Paygo

PAYGO…. In case we needed additional evidence that bipartisanship is pretty much impossible, we got some yesterday.

The Senate took a vote on extending the federal debt ceiling — without which the United States would go into default. All 40 Republicans voted no.

The Senate took a vote on requiring Congress not to pass legislation that it can’t pay for. All 40 Republicans voted no.

The Senate took a final vote on passing the overall plan. Thirty-nine Republicans voted no. The 40th, Sen. Mike Enzi (R-Wyo.), skipped the vote.

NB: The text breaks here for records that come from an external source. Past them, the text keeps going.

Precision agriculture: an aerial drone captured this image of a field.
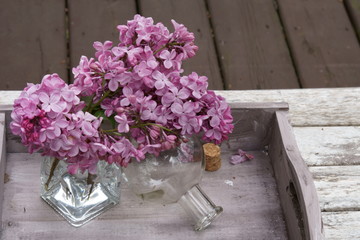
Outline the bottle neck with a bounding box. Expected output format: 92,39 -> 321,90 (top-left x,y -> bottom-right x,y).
178,185 -> 223,231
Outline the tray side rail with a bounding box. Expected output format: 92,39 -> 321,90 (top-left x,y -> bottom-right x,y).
229,102 -> 289,151
269,111 -> 324,240
0,112 -> 6,219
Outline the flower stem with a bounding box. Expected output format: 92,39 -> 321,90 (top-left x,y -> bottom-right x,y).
45,158 -> 60,191
154,42 -> 182,55
86,173 -> 96,200
131,123 -> 179,136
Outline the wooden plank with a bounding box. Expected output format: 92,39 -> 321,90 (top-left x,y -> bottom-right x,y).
217,88 -> 360,126
344,0 -> 360,39
68,0 -> 136,79
208,0 -> 299,89
278,0 -> 360,88
269,111 -> 324,240
323,211 -> 360,240
0,0 -> 67,90
2,151 -> 287,240
0,88 -> 360,126
139,0 -> 223,89
309,165 -> 360,212
294,127 -> 360,166
0,113 -> 6,218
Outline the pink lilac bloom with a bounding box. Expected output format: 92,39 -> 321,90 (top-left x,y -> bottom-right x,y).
10,15 -> 233,173
230,149 -> 254,165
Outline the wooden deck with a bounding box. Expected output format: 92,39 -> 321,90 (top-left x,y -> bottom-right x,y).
0,0 -> 360,90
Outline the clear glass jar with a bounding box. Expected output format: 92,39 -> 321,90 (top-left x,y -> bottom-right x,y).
123,137 -> 223,231
40,157 -> 121,227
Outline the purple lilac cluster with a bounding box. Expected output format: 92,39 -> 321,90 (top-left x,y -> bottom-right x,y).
10,15 -> 233,173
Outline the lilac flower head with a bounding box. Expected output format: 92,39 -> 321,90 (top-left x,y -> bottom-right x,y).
10,15 -> 233,173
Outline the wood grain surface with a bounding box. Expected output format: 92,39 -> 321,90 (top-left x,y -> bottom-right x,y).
208,0 -> 299,90
294,126 -> 360,166
0,0 -> 67,90
323,211 -> 360,240
344,0 -> 360,39
68,0 -> 136,81
277,0 -> 360,88
139,0 -> 224,90
310,165 -> 360,212
0,113 -> 6,217
2,150 -> 287,240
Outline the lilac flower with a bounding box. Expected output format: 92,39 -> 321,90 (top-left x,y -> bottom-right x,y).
115,114 -> 130,133
160,49 -> 176,69
230,149 -> 254,165
93,41 -> 113,57
39,92 -> 66,113
152,71 -> 172,90
161,86 -> 190,106
10,15 -> 233,173
171,102 -> 195,115
141,100 -> 157,120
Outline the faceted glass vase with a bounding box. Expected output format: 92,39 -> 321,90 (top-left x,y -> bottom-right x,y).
40,157 -> 121,227
123,137 -> 223,231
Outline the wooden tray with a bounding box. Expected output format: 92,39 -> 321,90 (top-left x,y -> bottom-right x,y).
0,103 -> 323,240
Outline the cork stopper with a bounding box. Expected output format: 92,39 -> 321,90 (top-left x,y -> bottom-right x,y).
203,143 -> 221,172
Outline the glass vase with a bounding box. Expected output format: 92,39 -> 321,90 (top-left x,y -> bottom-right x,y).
40,157 -> 121,227
123,137 -> 223,231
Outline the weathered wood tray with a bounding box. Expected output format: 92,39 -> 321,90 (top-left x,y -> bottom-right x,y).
0,103 -> 323,240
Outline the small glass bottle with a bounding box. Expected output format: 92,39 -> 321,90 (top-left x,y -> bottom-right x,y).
123,137 -> 223,231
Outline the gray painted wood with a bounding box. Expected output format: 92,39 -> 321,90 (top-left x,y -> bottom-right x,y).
294,126 -> 360,166
208,0 -> 299,89
0,0 -> 67,90
277,0 -> 360,88
139,0 -> 224,89
0,113 -> 6,218
2,149 -> 287,240
323,211 -> 360,240
68,0 -> 136,81
344,0 -> 360,40
310,165 -> 360,212
269,111 -> 324,239
344,0 -> 360,40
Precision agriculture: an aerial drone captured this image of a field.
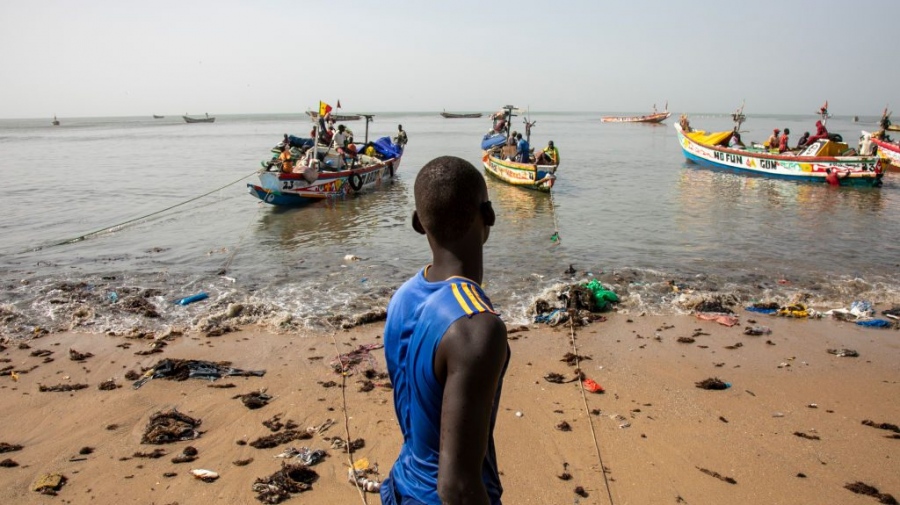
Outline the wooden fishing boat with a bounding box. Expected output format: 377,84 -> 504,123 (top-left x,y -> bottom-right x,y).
306,110 -> 362,121
247,144 -> 403,206
481,105 -> 559,192
181,115 -> 216,123
675,124 -> 884,187
441,111 -> 481,119
600,111 -> 672,123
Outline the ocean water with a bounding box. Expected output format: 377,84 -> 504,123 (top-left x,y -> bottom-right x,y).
0,112 -> 900,336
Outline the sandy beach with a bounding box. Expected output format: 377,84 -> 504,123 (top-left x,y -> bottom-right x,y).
0,311 -> 900,505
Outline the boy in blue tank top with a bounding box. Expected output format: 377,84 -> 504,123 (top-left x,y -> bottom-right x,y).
381,156 -> 509,505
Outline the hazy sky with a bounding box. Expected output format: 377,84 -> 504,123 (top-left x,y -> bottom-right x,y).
0,0 -> 900,118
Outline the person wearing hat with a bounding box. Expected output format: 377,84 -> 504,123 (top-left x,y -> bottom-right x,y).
763,128 -> 781,149
778,128 -> 791,153
534,140 -> 559,165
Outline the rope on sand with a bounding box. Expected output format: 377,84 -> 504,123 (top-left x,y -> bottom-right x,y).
331,328 -> 369,505
569,312 -> 614,505
20,170 -> 258,254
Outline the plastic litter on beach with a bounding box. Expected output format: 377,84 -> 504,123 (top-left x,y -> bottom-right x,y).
141,409 -> 203,444
252,463 -> 319,503
133,359 -> 266,389
694,377 -> 731,390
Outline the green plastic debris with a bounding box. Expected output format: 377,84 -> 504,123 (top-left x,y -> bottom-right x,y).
584,279 -> 619,310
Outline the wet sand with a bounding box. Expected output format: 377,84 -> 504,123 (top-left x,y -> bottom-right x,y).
0,312 -> 900,505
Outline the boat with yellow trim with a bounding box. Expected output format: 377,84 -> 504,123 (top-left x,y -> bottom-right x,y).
675,121 -> 884,187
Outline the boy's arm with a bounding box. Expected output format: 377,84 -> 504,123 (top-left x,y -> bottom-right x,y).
434,313 -> 507,505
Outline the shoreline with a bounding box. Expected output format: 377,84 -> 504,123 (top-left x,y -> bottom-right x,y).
0,310 -> 900,504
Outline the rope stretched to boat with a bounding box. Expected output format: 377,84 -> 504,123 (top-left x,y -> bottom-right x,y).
19,170 -> 257,254
569,312 -> 614,505
331,327 -> 369,505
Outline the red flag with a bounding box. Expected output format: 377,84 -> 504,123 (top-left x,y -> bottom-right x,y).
319,100 -> 331,117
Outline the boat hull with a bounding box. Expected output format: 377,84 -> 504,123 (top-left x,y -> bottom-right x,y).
247,157 -> 400,207
675,124 -> 884,187
872,139 -> 900,172
441,112 -> 481,119
600,112 -> 672,123
481,151 -> 557,192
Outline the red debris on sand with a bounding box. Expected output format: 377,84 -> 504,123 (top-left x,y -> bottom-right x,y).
581,379 -> 605,393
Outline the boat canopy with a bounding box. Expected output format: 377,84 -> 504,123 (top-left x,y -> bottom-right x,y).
372,137 -> 403,159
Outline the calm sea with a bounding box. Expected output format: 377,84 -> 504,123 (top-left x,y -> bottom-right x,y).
0,113 -> 900,335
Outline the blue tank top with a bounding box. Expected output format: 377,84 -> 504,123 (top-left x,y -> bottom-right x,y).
384,267 -> 509,505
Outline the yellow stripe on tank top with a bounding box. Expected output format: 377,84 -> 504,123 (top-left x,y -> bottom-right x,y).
450,284 -> 475,316
462,284 -> 487,312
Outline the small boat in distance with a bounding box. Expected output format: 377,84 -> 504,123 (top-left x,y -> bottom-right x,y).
306,110 -> 362,121
441,110 -> 481,119
481,105 -> 559,193
181,114 -> 216,123
600,102 -> 672,123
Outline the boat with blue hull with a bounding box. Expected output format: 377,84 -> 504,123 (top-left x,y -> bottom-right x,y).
675,122 -> 884,187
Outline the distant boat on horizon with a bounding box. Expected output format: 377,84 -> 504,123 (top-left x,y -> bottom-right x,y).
181,114 -> 216,123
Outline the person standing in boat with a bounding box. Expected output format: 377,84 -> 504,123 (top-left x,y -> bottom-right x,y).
778,128 -> 791,153
807,120 -> 828,145
381,156 -> 510,505
394,124 -> 409,148
516,133 -> 531,163
534,140 -> 559,165
763,128 -> 781,149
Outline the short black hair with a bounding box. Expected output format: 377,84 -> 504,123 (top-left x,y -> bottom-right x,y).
414,156 -> 487,244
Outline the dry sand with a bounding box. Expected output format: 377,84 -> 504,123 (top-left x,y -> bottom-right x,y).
0,313 -> 900,505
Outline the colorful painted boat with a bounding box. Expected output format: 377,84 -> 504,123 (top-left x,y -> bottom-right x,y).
675,124 -> 884,187
600,111 -> 672,123
306,110 -> 362,121
441,111 -> 481,119
247,137 -> 403,207
863,136 -> 900,172
481,105 -> 559,192
181,115 -> 216,123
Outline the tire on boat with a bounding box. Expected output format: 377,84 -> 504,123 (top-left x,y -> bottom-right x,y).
349,173 -> 362,191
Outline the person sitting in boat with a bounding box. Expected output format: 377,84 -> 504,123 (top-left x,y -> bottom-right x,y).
778,128 -> 791,153
825,168 -> 850,186
534,140 -> 559,165
276,144 -> 294,173
806,120 -> 828,145
516,133 -> 531,163
394,124 -> 409,147
763,128 -> 781,149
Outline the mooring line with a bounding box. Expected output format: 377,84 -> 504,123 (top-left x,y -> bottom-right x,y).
18,170 -> 258,254
569,310 -> 615,505
331,326 -> 369,505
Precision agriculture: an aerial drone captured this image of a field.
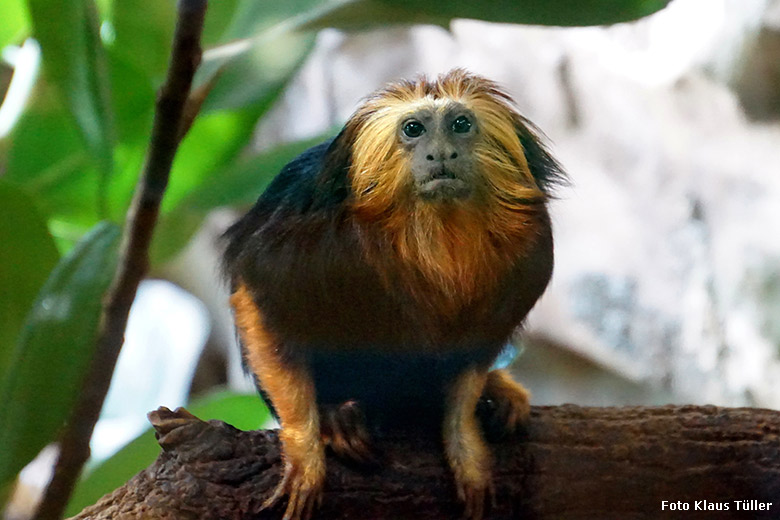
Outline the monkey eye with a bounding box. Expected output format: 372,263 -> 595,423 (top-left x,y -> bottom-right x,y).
452,116 -> 471,134
403,121 -> 425,137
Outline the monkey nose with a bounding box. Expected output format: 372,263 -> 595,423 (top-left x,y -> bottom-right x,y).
428,162 -> 455,180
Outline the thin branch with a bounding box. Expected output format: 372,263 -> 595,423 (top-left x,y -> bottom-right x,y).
34,0 -> 207,520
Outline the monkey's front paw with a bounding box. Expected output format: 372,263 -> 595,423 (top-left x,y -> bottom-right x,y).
262,462 -> 325,520
479,370 -> 531,438
455,476 -> 496,520
320,400 -> 377,465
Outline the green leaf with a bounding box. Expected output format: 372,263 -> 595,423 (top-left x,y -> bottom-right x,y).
307,0 -> 671,29
151,136 -> 326,264
28,0 -> 114,205
0,180 -> 59,388
5,96 -> 100,228
201,0 -> 241,47
0,224 -> 120,486
196,0 -> 322,112
110,0 -> 176,85
67,392 -> 271,516
0,0 -> 30,50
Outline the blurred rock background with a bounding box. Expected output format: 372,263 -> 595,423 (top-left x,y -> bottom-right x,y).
6,0 -> 780,518
174,0 -> 780,407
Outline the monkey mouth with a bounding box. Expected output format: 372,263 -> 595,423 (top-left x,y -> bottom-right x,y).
418,170 -> 471,201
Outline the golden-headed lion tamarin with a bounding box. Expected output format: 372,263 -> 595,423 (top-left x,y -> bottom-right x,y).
224,69 -> 563,519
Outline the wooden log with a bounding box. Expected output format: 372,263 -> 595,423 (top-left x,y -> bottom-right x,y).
70,405 -> 780,520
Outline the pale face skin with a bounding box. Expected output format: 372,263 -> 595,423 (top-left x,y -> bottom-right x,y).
398,102 -> 479,202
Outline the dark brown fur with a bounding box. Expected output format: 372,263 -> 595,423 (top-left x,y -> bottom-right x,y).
225,70 -> 562,519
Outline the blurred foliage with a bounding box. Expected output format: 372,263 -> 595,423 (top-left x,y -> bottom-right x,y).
0,0 -> 669,503
0,223 -> 119,485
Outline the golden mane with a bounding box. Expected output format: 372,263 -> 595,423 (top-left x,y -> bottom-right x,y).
346,69 -> 546,312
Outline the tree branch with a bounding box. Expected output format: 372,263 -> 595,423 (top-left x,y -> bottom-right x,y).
34,0 -> 207,520
75,405 -> 780,520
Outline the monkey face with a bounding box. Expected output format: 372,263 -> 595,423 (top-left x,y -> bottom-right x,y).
398,102 -> 479,202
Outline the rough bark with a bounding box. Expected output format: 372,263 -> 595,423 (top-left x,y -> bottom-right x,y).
70,405 -> 780,520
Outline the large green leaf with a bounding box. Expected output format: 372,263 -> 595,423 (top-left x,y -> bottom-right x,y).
27,0 -> 114,195
0,224 -> 120,487
306,0 -> 671,29
67,392 -> 271,516
0,179 -> 59,388
0,0 -> 29,50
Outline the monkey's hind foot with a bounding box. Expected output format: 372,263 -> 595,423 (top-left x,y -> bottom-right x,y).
478,370 -> 531,439
261,456 -> 325,520
320,400 -> 377,466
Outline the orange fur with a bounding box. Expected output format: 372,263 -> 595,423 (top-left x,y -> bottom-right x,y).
347,70 -> 545,315
230,285 -> 325,518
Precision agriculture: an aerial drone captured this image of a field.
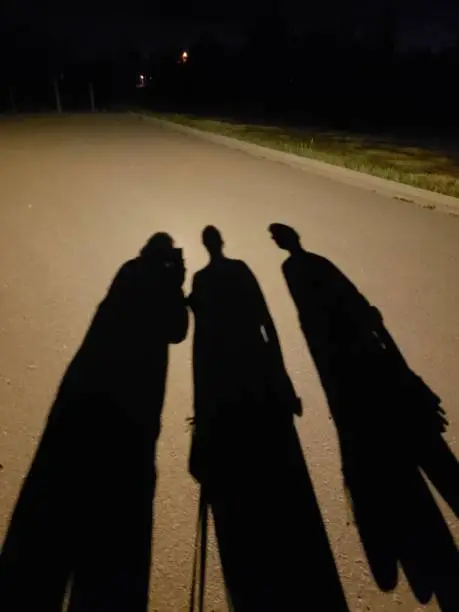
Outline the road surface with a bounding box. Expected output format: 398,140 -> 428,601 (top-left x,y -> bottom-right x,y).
0,114 -> 459,612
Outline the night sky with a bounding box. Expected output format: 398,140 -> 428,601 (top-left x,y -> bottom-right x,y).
0,0 -> 459,57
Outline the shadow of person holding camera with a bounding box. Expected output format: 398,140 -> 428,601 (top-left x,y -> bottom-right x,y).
269,223 -> 459,612
189,226 -> 347,611
0,233 -> 188,612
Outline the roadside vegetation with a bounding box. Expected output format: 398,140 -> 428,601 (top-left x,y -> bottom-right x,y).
156,114 -> 459,197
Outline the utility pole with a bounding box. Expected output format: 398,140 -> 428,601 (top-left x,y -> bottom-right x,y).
88,81 -> 96,113
54,79 -> 62,115
8,85 -> 17,113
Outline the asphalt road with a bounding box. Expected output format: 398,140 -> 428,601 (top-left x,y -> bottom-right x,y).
0,115 -> 459,612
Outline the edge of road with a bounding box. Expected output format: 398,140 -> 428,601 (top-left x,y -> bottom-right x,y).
132,112 -> 459,217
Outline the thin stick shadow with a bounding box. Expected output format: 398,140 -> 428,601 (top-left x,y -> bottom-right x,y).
0,234 -> 188,612
270,224 -> 459,612
190,227 -> 348,612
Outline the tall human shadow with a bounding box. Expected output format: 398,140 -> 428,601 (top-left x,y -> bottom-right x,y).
0,233 -> 188,612
270,223 -> 459,612
190,227 -> 348,612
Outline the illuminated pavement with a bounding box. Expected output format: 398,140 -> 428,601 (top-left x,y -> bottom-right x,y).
0,115 -> 459,612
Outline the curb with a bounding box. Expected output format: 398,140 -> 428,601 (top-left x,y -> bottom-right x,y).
132,112 -> 459,216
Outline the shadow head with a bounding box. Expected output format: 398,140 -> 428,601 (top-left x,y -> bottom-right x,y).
202,225 -> 225,258
269,223 -> 301,252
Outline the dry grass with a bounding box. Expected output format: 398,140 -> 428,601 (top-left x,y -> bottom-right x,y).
158,114 -> 459,197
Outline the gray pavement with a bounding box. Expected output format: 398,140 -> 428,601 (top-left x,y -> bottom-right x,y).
0,114 -> 459,612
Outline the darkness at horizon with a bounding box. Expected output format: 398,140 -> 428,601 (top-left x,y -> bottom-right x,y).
0,0 -> 459,129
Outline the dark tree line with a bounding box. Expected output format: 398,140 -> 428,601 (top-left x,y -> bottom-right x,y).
0,12 -> 459,132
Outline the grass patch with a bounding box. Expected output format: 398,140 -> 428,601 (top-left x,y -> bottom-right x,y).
155,114 -> 459,197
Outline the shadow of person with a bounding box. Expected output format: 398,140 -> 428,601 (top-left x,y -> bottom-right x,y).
269,223 -> 459,611
189,227 -> 347,611
0,234 -> 188,612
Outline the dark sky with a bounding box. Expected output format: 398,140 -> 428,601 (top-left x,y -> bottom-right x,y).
0,0 -> 459,55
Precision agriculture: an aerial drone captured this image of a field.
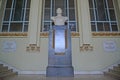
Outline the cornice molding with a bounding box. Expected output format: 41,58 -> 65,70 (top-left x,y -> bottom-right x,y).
40,32 -> 80,37
92,32 -> 120,37
0,32 -> 28,37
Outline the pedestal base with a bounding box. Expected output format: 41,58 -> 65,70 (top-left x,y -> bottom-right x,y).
46,66 -> 74,77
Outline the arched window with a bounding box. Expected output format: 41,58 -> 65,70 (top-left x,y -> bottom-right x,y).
1,0 -> 31,32
41,0 -> 78,32
89,0 -> 118,32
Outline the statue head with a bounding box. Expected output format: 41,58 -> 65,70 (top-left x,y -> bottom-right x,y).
57,8 -> 62,14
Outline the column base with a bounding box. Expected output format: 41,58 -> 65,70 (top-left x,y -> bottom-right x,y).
46,66 -> 74,77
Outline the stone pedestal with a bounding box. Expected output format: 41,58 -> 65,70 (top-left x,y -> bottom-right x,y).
46,25 -> 74,77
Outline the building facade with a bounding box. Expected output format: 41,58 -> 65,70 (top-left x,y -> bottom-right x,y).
0,0 -> 120,74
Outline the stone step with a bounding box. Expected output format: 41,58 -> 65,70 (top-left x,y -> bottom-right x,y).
104,72 -> 120,80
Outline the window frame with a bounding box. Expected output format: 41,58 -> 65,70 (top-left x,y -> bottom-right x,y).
0,0 -> 31,32
89,0 -> 119,32
41,0 -> 79,32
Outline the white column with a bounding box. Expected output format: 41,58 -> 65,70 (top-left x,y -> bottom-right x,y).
77,0 -> 93,51
27,0 -> 42,51
0,0 -> 2,10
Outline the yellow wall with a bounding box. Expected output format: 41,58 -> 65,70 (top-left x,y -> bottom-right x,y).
0,0 -> 120,71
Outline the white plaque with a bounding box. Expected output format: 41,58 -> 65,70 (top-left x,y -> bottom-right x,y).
3,41 -> 16,52
104,41 -> 116,51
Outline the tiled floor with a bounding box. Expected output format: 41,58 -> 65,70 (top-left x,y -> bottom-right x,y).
5,75 -> 116,80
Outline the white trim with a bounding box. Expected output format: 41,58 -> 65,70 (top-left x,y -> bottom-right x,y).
18,71 -> 46,74
103,60 -> 120,72
0,61 -> 120,75
0,61 -> 20,72
74,71 -> 103,74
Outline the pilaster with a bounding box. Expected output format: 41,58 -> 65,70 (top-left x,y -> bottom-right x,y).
77,0 -> 93,51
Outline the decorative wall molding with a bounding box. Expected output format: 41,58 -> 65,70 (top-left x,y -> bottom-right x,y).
80,44 -> 93,51
0,60 -> 120,75
0,32 -> 28,37
40,32 -> 80,38
92,32 -> 120,37
26,44 -> 40,52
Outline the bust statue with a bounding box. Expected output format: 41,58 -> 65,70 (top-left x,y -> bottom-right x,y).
51,8 -> 68,25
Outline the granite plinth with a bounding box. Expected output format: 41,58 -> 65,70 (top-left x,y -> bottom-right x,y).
46,25 -> 74,77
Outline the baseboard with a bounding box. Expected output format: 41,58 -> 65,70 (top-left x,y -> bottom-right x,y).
18,71 -> 46,74
0,61 -> 20,72
18,71 -> 103,75
0,61 -> 120,75
74,71 -> 103,74
103,60 -> 120,72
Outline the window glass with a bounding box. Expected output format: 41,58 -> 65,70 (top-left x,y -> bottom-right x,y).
1,0 -> 31,32
42,0 -> 77,32
89,0 -> 118,32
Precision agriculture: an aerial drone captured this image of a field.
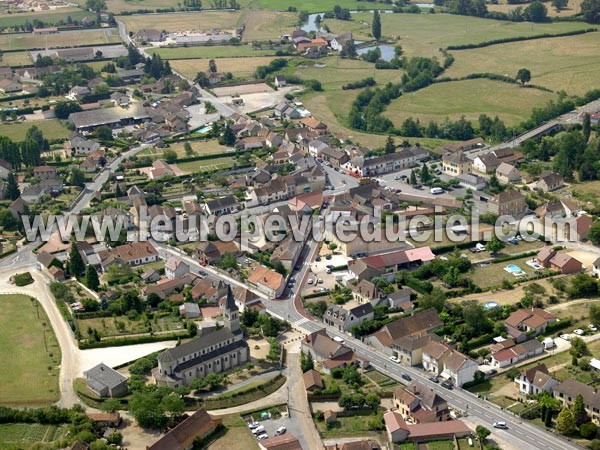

The paygo vote was especially ridiculous. The idea is to “impose a requirement that key parts of the budget must be paid for with spending cuts or tax increases to prevent the federal deficit from increasing.” It’s known as the pay-as-you-go approach, or “paygo” — if policymakers are going to increase spending or cut taxes, they have to figure out a way to pay for it at the time.

A similar rule was in place during the Clinton era, when the deficit was eliminated altogether. Republicans — you know, the ones who claim to have the high ground on fiscal responsibility — scrapped paygo in 2002. Soon after, GOP policymakers stopped trying to pay for their policies, and Republicans quickly added $5 trillion to the national debt, and left a $1.4 trillion deficit for Democrats to clean up.

As part of the effort to address the GOP’s mess, Democrats have embraced paygo as a matter of common sense. President Obama, in his State of the Union address, urged Congress this week to “restore the pay-as-you-go law that was a big reason for why we had record surpluses in the 1990s.”

Just a few years ago, a handful of Senate Republicans — Olympia Snowe, Susan Collins, George Voinovich, and John McCain — argued that paygo should be brought back. They were unsuccessful in persuading their Republican colleagues at the time, and yesterday, they voted with their Republican colleagues to reject the idea that they’d already embraced.

And that, in a nutshell, is why the notion of bipartisanship with a failed and discredited minority is so hard to take seriously. GOP lawmakers are so reflexive in saying “no” to everything, they end up opposing ideas they support, and at that point, reason has no meaning.